Tokenizes the given text. The format of the input is as follows according to the method:

Completions

{
  "model": "my_model",
  "prompt": "This is a text example",
  "add_special_tokens": true
}
  • model: ID of the model to use
  • prompt : The text to tokenize
  • add_special_tokens : Add a special tokens to the begin (optional, default value : true)

Chat/Completions

{
  "model": "my_model",
  "messages": [
    {
      "role": "system",
      "content": "This is an example"
    },
    {
      "role": "user",
      "content": "This is an example"
    }
  ],
  "add_special_tokens": true,
  "add_generation_prompt": true
}
  • model : ID of the model to use
  • messages : The texts to tokenize
  • add_special_tokens : Add a special tokens to the begin (optional, default value : false)
  • add_generation_prompt : Add generation prompt's model in decode response (optional, default value : true)

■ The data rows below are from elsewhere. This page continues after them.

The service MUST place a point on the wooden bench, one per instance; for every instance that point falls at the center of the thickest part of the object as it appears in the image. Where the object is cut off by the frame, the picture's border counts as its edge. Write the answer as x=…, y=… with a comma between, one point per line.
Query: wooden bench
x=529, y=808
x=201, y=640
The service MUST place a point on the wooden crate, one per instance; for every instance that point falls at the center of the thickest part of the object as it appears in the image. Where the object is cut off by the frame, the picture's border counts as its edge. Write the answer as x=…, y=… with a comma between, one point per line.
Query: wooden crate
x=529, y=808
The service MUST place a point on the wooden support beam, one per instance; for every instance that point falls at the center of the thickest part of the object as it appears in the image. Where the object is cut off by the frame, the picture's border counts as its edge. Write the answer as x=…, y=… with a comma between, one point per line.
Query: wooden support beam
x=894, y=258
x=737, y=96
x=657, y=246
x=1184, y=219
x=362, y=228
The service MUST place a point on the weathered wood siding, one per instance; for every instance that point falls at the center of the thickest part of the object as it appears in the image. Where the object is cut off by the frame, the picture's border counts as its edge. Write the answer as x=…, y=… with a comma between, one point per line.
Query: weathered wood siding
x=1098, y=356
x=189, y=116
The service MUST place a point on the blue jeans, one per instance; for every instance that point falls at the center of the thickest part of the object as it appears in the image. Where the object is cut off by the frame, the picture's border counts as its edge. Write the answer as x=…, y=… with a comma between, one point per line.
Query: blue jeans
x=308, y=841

The format of the output is as follows :

{
  "count": [
    23
  ],
  "max_model_len": 8192,
  "tokens": [128000, 2028, 374, 264, 1495, 318]
}
  • count: The number of token in the input
  • max_model_len: Max model length in config
  • tokens: The list of token ids given by the tokenizer (give one extra token only if add_special_tokens was set to true in the request)

/v2/decode (POST)

Decodes the given token ids. The format of the input is as follows :

{
  "tokens": [128000, 2028, 374, 264, 1495, 318],
  "model": "my_model"
}
  • tokens: The ids of the tokens we want to decode
  • model: ID of the model to use

The format of the output is as follows:

{
  "prompt": "<s> Hey, how are you ?"
}
  • prompt: The decoded string corresponding to the token ids

/v1/tokenizer (POST) ⚠ Deprecated

Tokenizes the given text. The format of the input is as follows :

{
  "text": "text to tokenizer",
  "with_tokens_str": true,
  "vanilla": true
}
  • text: The text to tokenize
  • with_tokens_str: Whether the list of tokens in string form should be given in the response (optional, default value : false)
  • vanilla: Whether we should use the vanilla version of the tokenizer or the happy_vLLM version (see this section for more details). This keyword is optional and the default value is true.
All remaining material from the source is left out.